Personal information
- Full name: Fairlie George Dalpathado
- Born: 17 August 1924 Chilaw, Ceylon
- Died: 6 January 2010 (aged 85) Kirilapone, Sri Lanka
- Batting: Right-handed
- Bowling: Right-arm medium-pace

Career statistics
| Competition | First-class |
| Matches | 3 |
| Runs scored | 48 |
| Batting average | 9.60 |
| 100s/50s | 0/0 |
| Top score | 34 |
| Balls bowled | 378 |
| Wickets | 3 |
| Bowling average | 66.66 |
| 5 wickets in innings | 0 |
| 10 wickets in match | 0 |
| Best bowling | 1/37 |
| Catches/stumpings | 1/– |
- Source: CricketArchive, 1 October 2017

= Fairlie Dalphatado =

Sri Lankan cricketer

Fairlie George Dalpathado (17 August 1924 – 6 January 2010) was a cricketer who played three matches of first-class cricket for Ceylon in 1949 and 1950.

A middle-order batsman and medium-pace bowler, Fairlie Dalphatado was a champion schoolboy cricketer at St Joseph's College, Colombo. He captained the school's team in 1943, when they went through the season unbeaten and finished by dismissing the Combined Schools XI for 35, Dalphatado taking 6 for 17. After leaving school he had a long career in domestic cricket with Sinhalese Sports Club, and coached the cricket team at St Joseph's College for more than 20 years.
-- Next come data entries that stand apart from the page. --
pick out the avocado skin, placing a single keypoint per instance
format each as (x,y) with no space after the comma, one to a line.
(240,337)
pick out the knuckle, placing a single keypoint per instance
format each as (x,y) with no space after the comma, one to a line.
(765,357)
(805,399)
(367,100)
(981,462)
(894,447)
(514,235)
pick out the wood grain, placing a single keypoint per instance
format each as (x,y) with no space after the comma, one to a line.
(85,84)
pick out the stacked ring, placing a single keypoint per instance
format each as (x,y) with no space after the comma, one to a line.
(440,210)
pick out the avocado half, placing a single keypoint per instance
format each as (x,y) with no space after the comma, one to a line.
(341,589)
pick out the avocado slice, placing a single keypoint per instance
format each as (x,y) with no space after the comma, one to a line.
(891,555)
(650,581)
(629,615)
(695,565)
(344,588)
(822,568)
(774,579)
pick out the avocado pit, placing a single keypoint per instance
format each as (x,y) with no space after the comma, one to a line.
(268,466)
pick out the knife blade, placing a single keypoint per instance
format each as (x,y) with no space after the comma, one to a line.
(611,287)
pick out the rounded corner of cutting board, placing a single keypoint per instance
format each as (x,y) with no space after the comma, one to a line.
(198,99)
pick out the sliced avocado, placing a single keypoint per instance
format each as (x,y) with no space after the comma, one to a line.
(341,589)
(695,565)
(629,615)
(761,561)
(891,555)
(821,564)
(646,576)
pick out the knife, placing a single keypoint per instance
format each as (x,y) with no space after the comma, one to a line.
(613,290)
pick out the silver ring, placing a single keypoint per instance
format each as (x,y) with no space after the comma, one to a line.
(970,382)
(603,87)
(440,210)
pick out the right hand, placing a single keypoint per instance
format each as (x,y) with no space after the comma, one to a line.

He represented Ceylon in the unofficial Test against the touring West Indians in 1948-49 and toured Pakistan with Ceylon in 1949-50, when he played in both unofficial Tests. He also represented Ceylon at tennis, competing in the first Asian Tennis Championship.

Dalphatado worked as a manager in the tea industry. He married an Indian lady, Therese Abraham, whom he had met while on one of his tennis tours in India. They had a son and two daughters.